I also asked Joanna to share a few things she’s into right now. She… did not do so. Joanna never does what I tell her to. She shared this instead:
Well, David, when you write and release a book, you will discover there is absolutely no time for anything else. I look forward to that day for you and to supporting you through it. There’s no time for other books, movies, podcasts or even recipes for how to make food. So instead, here are six podcasts I recommend because I’m on all of them and that is, in fact, what I’ve been doing with my time lately.
Also, apologies to all tech podcast listeners whose feeds I have completely taken over this week. If you buy the book, I hear they will automatically be removed from your feed. Love you all.
Here’s what the Installer community is into this week. I want to know what you’re into right now as well! Email installer@theverge.com or message me on Signal — @davidpierce.11 — with your recommendations for anything and everything, and we’ll feature some of our favorites here every week. For even more great recommendations, check out the replies to this post on Threads and this post on Bluesky.
“Like Lego and robots? Play Mars First Logistics. Build rovers to deliver increasingly complex objects across the Mars terrain. The tinkering is rewarding, and surprisingly funny when your creation spectacularly fails and it’s back to the drawing board.” — astanush
“We recently discovered Trash Truck on Netflix and it’s one of those rare pieces of kids entertainment that is funny to both me and a four year old.
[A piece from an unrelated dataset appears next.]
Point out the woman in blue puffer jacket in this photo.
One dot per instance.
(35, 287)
It’s very sweet and low key but with enough hijinks that Lennox wants to keep watching. 10/10.” — Allison
“I am documenting all of our weekly D&D adventures of the last five years, and adding adventures from the same party from before I joined this group. I am keeping these notes in a Google Doc and adding them to NotebookLM so the entire group can ask questions about past characters, past places we have visited, maps, important organizations in the world, etc. NotebookLM is absolutely perfect for this, but going through old notes is… exhausting.” — Michiel
“Really enjoying Devil May Cry 5, and the new season of the series on Netflix.” — Aron
“I recently learned about Blento, the website maker. It’s an AT Protocol alternative for Bento (RIP) and pulls in information from the apps in the ATmosphere.” — Oscar
“Reading Mason & Dixon. And it will continue to be Mason & Dixon for a very very long time” — Scott
“I’m not much of a horror viewer but I made an exception to the show Widow’s Bay on Apple TV. It blends comedy with horror extremely well and supplants horror expectations. I normally cover my eyes with my hand when I expect a jumpscare to happen but not for this show.” — John
“Graveyard Keeper was free a few weeks back on Steam and I am obsessed. Stardew Valley if you also made sandwiches and zombies out of dead bodies.” — Rob
“I’m listening to the audiobook, Apple: The First 50 Years by David Pogue on Everand. Great book, great audiobook, great alternative to Audible.” — Ryan
I took a sort of half-vacation this week, which mostly meant I didn’t go to any meetings (and took a week off of podcasting) but was still around for urgent things as they came up. I spent a lot of my free-ish time organizing my home office, which had turned into a bit of a disaster zone. I added two things that solved a lot of problems: an Anker power strip that clamps to my desk and is the best mix of minimalism and accessibility I’ve found yet; and a couple of 10-foot USB-C cables, which make it so much easier to set up a charging and power system without stretching everything to its limits. I bought mine from Anker, but you can get good long cables from anywhere — and I’m already wondering if I should upgrade to the Native Union Pop Cable, which is coiled and stretchy and won’t tangle as easily. It’s probably good for my wallet that it’s back to work on Monday.